3. Springpad’s Brian Carr has so much knowledge on marketing and mobile that he can barely contain it.
Before the event explored user acquisition through mobile devices, Rodriguez and Carr had a couple of humorous exchanges as Carr waited in the wings for his chance to wow the audience with his mobile wisdom.
Some of Carr’s favorite tidbits of data:
* 7:00 PM is prime mobile usage time * The average person has forty-three apps on their phone and uses eight on a daily basis. * You can get a 6% increase on app purchases by changing the picture on the app store homepage.
4. Experience in the startup world is an irreplaceable asset, especially the experience of learning from mistakes.
Gazelle’s Welch typifies the story of how to become a master of marketing in the tech / innovation sphere.
Before her time at Gazelle, Welch spent a few years honing her marketing and media skills at TripAdvisor. Her time helping the internet travel giant grow gave her insight, both good and bad, on the best approaches to customer acquisition.
At both TripAdvisor and Gazelle, Welch learned from the highs and lows of SEO. Experiencing success and failure can be vital to learning how to maintain and attract users. She referenced a recent error during a site upgrade that bumped Gazelle down Google’s search rankings. As she said, “The pain from #1 to #8 for a week while we solved that problem was material to our business.” What Gazelle learned from this was very valuable in understanding how Google rankings can work.

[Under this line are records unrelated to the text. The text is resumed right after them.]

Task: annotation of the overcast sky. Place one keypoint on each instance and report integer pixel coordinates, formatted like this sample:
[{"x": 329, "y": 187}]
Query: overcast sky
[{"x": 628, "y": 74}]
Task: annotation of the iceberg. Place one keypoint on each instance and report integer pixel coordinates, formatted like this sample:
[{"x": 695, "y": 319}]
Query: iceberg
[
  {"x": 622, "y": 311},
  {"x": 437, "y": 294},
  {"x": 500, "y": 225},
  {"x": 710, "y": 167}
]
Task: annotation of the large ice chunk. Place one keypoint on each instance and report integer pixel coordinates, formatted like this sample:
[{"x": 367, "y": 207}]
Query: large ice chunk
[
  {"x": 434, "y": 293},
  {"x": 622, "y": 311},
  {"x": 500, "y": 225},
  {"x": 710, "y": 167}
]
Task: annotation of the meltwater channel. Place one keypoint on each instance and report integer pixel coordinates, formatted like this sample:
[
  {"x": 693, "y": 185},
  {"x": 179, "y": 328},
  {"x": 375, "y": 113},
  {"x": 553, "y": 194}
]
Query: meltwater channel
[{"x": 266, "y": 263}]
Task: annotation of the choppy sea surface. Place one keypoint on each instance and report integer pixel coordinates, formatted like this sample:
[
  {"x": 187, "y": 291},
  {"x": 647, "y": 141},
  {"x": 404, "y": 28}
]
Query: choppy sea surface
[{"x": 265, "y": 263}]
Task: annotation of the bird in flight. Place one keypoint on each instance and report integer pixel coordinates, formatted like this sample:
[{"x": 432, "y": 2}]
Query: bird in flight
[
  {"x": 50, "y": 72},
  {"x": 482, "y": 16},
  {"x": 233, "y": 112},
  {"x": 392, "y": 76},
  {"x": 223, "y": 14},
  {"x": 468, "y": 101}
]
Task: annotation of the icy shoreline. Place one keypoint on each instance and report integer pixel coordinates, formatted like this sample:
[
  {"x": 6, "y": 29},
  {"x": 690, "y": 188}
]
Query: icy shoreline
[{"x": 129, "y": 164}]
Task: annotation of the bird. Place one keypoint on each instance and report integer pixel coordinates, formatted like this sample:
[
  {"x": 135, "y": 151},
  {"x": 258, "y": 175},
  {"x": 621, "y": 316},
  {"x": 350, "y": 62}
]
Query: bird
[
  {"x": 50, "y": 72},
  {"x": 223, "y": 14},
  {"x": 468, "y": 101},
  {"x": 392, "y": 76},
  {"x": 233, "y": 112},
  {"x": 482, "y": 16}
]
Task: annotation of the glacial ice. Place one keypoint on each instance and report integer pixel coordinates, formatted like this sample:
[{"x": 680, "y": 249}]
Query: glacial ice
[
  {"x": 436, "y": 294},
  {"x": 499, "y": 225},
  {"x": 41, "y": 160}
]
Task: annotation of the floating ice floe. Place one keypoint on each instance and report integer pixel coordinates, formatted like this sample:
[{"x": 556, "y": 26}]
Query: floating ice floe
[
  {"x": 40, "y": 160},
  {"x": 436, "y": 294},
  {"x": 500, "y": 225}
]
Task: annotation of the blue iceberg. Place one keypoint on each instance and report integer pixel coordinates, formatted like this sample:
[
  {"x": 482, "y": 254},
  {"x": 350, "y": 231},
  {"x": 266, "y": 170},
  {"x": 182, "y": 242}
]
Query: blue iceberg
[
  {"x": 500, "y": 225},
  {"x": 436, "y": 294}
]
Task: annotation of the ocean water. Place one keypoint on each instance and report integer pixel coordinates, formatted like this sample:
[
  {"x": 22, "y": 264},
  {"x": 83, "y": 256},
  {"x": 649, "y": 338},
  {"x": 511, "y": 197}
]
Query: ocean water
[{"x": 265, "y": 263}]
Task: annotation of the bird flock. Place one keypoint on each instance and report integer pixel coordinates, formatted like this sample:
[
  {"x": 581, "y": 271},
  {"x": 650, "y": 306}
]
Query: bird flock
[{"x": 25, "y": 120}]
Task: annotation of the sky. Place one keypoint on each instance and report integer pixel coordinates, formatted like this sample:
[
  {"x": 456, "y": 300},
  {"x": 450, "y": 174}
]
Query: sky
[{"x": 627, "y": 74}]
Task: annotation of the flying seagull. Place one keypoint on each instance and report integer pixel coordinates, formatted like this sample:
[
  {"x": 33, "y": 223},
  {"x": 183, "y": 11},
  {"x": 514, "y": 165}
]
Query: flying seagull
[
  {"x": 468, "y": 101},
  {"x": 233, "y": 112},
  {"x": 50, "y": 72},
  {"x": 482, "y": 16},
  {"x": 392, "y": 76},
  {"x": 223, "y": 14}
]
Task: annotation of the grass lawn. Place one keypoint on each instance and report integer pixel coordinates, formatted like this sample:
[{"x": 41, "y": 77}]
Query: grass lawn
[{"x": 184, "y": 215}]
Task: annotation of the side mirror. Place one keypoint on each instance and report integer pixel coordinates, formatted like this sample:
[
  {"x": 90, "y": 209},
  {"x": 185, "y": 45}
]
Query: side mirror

5. We should be celebrating the success stories of the four companies represented on the panel.
Scaling to this level of growth is not an easy task and we need to show off these (and the many other) success stories locally.
* Gazelle has pretty much cornered the market on iPhone / device returns.
* Care.com is, in the words of Rodriguez, “A big ass business that doesn’t make nearly as much noise as many small businesses.”
* Wayfair is growing so quickly they are integrating their marketing with television and seeing great results.
* To describe Springpad, Carr referred to some of the love that they have been receiving from Mashable over the past couple of years basically identifying the app as the love child of Pinterest and Evernote.